Abstract

INTRODUCTION: Colorectal polyps are an unusual cause of hematochezia and usually result from overlying ulcerations on adenomas or cancers. Non-adenomatous polyps, such as inflammatory polyps, may be a rare cause of gastrointestinal bleeding. Here, we present a case of a patient with painless hematochezia found to be originating from a bleeding anorectal inflammatory myoglandular polyp related to rectal prolapse. CASE DESCRIPTION/METHODS: A 51-year-old man with alcohol abuse and hepatitis C presented with fatigue and light-headedness along with 7-8 years of small volume painless hematochezia with bowel movements. He endorsed straining with bowel movements and something protruding from his anus that he would push back in.
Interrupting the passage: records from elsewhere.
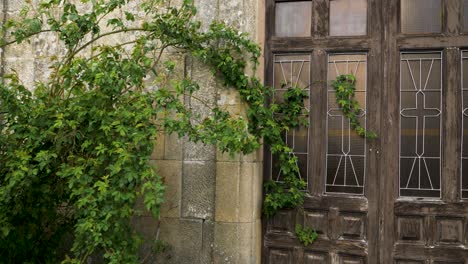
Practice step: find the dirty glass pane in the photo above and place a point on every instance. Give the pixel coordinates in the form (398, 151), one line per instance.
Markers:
(293, 19)
(292, 70)
(348, 17)
(346, 157)
(420, 124)
(421, 16)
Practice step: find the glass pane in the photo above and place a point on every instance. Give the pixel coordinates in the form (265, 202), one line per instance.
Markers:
(293, 19)
(346, 156)
(348, 17)
(465, 15)
(292, 71)
(464, 169)
(421, 16)
(420, 119)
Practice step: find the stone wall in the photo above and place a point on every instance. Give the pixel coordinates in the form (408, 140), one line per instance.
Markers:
(213, 202)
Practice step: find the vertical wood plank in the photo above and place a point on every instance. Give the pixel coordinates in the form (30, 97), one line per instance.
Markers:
(374, 90)
(389, 133)
(451, 125)
(453, 16)
(317, 147)
(269, 19)
(321, 19)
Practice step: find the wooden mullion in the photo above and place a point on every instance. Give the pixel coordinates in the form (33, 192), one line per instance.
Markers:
(321, 18)
(317, 143)
(453, 17)
(389, 159)
(374, 90)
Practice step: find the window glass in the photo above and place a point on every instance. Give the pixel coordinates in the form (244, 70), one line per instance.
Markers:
(348, 17)
(346, 156)
(292, 71)
(420, 124)
(421, 16)
(293, 19)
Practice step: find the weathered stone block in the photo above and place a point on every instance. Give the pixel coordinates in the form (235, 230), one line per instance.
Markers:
(159, 147)
(171, 173)
(198, 189)
(227, 191)
(173, 147)
(199, 152)
(184, 237)
(209, 11)
(234, 243)
(225, 156)
(24, 68)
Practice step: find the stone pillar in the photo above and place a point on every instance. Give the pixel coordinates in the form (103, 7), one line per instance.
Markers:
(213, 202)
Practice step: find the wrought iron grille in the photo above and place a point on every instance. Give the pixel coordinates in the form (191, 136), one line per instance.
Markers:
(293, 70)
(346, 157)
(420, 124)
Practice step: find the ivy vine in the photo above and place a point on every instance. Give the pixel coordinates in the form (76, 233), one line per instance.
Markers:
(345, 89)
(73, 153)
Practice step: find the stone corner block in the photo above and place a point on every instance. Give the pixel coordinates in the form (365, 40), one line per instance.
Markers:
(198, 189)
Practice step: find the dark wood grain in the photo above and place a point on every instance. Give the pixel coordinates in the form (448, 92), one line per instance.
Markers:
(378, 227)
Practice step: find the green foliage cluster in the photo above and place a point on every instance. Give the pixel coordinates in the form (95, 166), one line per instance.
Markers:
(345, 88)
(74, 149)
(306, 235)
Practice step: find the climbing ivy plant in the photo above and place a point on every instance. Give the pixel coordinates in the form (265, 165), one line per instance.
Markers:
(345, 88)
(74, 148)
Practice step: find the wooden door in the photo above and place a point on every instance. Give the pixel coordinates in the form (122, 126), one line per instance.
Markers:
(341, 168)
(397, 199)
(424, 211)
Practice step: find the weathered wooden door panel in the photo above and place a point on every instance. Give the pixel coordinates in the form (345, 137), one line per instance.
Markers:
(407, 201)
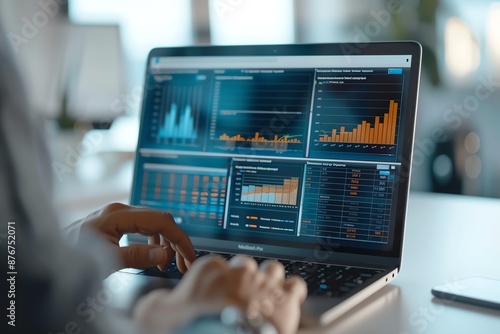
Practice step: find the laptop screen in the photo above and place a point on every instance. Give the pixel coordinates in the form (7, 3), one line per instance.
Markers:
(292, 151)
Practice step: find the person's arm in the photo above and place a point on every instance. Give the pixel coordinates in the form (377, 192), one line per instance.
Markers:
(262, 294)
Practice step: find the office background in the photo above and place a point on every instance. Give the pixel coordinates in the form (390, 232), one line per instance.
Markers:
(83, 62)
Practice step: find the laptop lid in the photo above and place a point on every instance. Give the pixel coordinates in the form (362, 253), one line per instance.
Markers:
(290, 151)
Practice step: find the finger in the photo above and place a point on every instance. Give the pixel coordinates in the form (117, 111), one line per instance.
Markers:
(274, 272)
(296, 288)
(154, 239)
(142, 256)
(182, 264)
(203, 269)
(241, 261)
(139, 220)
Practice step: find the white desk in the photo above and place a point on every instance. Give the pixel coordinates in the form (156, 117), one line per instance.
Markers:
(447, 238)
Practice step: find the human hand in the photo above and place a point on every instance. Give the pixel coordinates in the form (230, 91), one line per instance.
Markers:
(212, 283)
(166, 239)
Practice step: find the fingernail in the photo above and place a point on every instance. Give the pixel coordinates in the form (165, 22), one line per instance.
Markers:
(156, 254)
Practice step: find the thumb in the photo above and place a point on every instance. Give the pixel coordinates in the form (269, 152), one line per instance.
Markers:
(144, 256)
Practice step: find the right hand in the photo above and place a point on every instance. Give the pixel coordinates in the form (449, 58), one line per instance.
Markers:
(213, 283)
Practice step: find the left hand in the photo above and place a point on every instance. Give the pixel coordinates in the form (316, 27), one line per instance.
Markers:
(166, 239)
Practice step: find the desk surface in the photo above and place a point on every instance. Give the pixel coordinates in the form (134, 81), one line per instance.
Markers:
(447, 238)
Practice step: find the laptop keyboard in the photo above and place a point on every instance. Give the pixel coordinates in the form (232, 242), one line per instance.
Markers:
(322, 279)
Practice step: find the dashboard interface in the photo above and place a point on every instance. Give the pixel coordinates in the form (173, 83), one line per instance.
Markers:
(282, 150)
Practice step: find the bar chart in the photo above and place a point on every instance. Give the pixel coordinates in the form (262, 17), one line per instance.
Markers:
(380, 133)
(357, 116)
(194, 195)
(178, 115)
(183, 129)
(279, 192)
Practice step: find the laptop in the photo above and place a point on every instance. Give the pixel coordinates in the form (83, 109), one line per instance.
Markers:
(300, 153)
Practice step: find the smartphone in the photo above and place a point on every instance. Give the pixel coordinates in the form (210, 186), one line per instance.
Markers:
(474, 290)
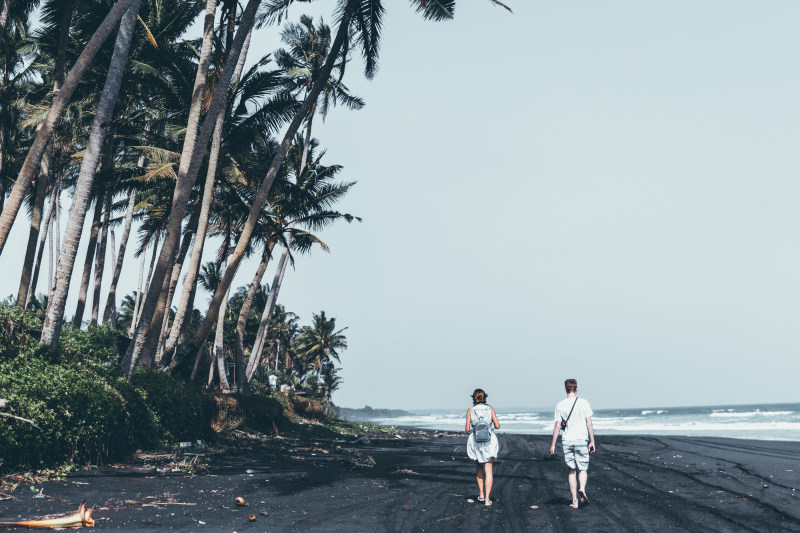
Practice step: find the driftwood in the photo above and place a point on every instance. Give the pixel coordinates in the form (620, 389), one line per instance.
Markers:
(81, 518)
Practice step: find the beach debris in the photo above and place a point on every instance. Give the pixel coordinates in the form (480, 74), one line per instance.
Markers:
(80, 518)
(168, 501)
(359, 459)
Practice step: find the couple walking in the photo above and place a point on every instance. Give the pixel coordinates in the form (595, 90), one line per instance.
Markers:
(572, 414)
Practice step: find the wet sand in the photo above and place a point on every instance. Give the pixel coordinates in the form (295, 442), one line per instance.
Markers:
(424, 484)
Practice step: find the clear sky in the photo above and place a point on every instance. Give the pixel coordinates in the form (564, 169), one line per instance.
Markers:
(599, 190)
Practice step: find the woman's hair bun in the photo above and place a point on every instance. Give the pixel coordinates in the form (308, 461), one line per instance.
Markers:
(478, 396)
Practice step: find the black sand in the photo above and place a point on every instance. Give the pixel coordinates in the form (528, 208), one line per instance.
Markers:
(423, 484)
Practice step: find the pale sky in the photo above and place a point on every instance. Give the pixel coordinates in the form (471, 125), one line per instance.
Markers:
(599, 190)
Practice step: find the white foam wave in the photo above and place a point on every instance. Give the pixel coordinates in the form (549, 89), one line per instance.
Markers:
(749, 414)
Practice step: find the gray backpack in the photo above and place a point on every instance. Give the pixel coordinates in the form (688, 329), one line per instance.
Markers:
(480, 428)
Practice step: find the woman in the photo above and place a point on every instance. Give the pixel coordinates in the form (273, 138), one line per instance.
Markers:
(483, 453)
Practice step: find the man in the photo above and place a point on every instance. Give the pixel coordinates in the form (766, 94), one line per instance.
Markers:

On physical exam, he was hemodynamically stable with a normal abdominal exam and a rectal exam revealing a palpable rectal mass without overt signs of bleeding. His lab work was notable for a hemoglobin of 5.5 g/dL. Magnetic resonance imaging (MRI) of the pelvis revealed rectal wall thickening and an enhancing mass abutting the anal sphincter (Figure 1). Colonoscopy revealed left-sided diverticulosis without bleeding and an ulcerated, vascular mass in the anal canal, best seen on retroflexion (Figures 2 and 3). Biopsies of the mass were consistent with an inflammatory myoglandular polyp thought to result from intermittent rectal prolapse. The mass was resected via transanal excision with complete resolution of hematochezia. DISCUSSION: Inflammatory myoglandular polyps are rare, non-neoplastic pedunculated polyps that are predominantly incidental findings during enemas or endoscopy but can present with hematochezia. While concentrated mostly in the distal colon, they can be seen in the descending and transverse colon as well. The etiology remains unknown, but there may be an association with mucosal prolapse and sigmoid diverticulosis. Specifically, it is hypothesized that chronic trauma from intestinal peristalsis may distort colonic crypt architecture, which results in muscularization of the lamina propria. This leads to subsequent redundancy and passive venous congestion that contributes to prolapse of these lesions. Generally, symptomatic inflammatory myoglandular polyps require endoscopic or surgical resection, which is curative. In this case, given the patient's symptoms along with the size and location, surgical management was indicated.